From: Dave Chinner <david@fromorbit.com>
To: Linus Torvalds <torvalds@linux-foundation.org>
Cc: Peter Zijlstra <peterz@infradead.org>,
Oleg Nesterov <oleg@redhat.com>,
Linux Kernel <linux-kernel@vger.kernel.org>,
Ben Myers <bpm@sgi.com>, Alexander Viro <viro@zeniv.linux.org.uk>,
Dave Jones <davej@redhat.com>,
xfs@oss.sgi.com
Subject: Re: splice vs execve lockdep trace.
Date: Thu, 18 Jul 2013 13:17:59 +1000 [thread overview]
Message-ID: <20130718031759.GN11674@dastard> (raw)

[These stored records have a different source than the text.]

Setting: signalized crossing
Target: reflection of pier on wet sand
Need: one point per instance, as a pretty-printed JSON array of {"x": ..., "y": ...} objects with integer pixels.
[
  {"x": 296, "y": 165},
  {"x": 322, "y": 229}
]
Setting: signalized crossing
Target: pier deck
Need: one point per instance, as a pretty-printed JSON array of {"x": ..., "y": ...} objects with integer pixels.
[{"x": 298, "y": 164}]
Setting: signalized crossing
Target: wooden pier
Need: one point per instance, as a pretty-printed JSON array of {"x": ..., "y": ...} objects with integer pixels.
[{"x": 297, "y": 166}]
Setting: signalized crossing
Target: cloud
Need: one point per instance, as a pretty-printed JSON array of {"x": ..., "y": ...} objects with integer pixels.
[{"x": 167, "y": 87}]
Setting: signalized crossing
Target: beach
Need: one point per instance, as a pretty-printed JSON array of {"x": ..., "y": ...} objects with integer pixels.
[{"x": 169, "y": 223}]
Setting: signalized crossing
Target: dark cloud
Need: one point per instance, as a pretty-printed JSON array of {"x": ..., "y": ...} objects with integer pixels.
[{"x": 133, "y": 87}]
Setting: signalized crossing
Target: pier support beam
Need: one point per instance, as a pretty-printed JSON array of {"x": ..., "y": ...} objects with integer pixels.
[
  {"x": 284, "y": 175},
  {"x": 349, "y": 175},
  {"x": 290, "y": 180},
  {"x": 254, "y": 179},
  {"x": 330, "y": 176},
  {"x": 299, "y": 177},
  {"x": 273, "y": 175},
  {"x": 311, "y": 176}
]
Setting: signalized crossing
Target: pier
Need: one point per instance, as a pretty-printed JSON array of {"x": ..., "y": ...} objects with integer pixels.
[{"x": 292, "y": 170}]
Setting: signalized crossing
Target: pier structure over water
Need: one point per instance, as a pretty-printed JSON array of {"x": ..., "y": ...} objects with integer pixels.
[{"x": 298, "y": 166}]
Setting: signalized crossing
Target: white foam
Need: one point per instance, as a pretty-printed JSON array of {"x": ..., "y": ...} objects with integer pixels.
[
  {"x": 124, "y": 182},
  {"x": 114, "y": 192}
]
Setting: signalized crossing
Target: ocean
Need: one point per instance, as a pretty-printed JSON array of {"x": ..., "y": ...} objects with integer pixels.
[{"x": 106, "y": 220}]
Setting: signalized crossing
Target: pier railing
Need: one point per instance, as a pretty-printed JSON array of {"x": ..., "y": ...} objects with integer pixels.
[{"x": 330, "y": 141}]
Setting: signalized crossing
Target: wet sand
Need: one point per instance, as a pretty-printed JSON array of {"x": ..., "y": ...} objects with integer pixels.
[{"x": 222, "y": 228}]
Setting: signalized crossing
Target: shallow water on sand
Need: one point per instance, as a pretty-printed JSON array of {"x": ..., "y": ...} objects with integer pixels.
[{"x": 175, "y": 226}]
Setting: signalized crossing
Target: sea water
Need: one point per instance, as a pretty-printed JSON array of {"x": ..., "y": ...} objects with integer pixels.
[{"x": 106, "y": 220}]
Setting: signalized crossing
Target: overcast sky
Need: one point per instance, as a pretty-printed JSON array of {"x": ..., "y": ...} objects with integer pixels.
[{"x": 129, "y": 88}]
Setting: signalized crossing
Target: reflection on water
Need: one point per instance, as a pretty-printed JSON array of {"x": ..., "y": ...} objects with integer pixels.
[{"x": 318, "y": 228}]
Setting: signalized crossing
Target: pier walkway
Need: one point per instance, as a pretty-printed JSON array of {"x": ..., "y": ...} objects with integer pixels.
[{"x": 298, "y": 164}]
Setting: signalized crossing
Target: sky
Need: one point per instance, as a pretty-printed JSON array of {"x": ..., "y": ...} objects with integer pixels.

In-Reply-To: <CA+55aFxdqzMY5VJoYaLmL=+=f2s1cbHHV-TjC3=taXpF-xov1w@mail.gmail.com>
On Wed, Jul 17, 2013 at 09:03:11AM -0700, Linus Torvalds wrote:
> On Tue, Jul 16, 2013 at 10:51 PM, Dave Chinner <david@fromorbit.com> wrote:
> >
> > But When i say "stale data" I mean that the data being returned
> > might not have originally belonged to the underlying file you are
> > reading.
>
> We're still talking at cross purposes then.
>
> How the hell do you handle mmap() and page faulting?
We cross our fingers and hope. Always have. Races are rare as
historically there have been only a handful of applications that do
the necessary operations to trigger them. However, with holepunch
now a generic fallocate() operation....
> Because if you return *that* kind of stale data, than you're horribly
> horribly buggy. And you cannot *possibly* blame
> generic_file_splice_read() on that.
Right, it's horribly buggy and I'm not blaming
generic_file_splice_read().
I'm saying that the page cache architecture does not providing
mechanisms to avoid the problem. i.e. that we can't synchronise
multi-page operations against a single page operation that only uses
the page lock for serialisation without some form of filesystem
specific locking. And that the i_mutex/i_iolock/mmap_sem inversion
problems essentially prevent us from beign able to fix it in a
filesystem specific manner.
We've hacked around this read vs invalidation race condition for
truncate() by putting ordered operations in place to avoid
refaulting after invalidation by read operations. i.e. truncate was
optimised to avoid extra locking, but now the realisation is that
truncate is just a degenerate case of hole punching and that hole
punching cannot make use of the same "beyond EOF" optimisations to
avoid race conditions with other IO.
We (XFS developers) have known about this for years, but we've
always been told when it's been raised that it's "just a wacky XFS
problem". Now that other filesystems are actually implementing the
same functionality that XFS has had since day zero, they are also
seeing the same architectural deficiencies in the generic code. i.e.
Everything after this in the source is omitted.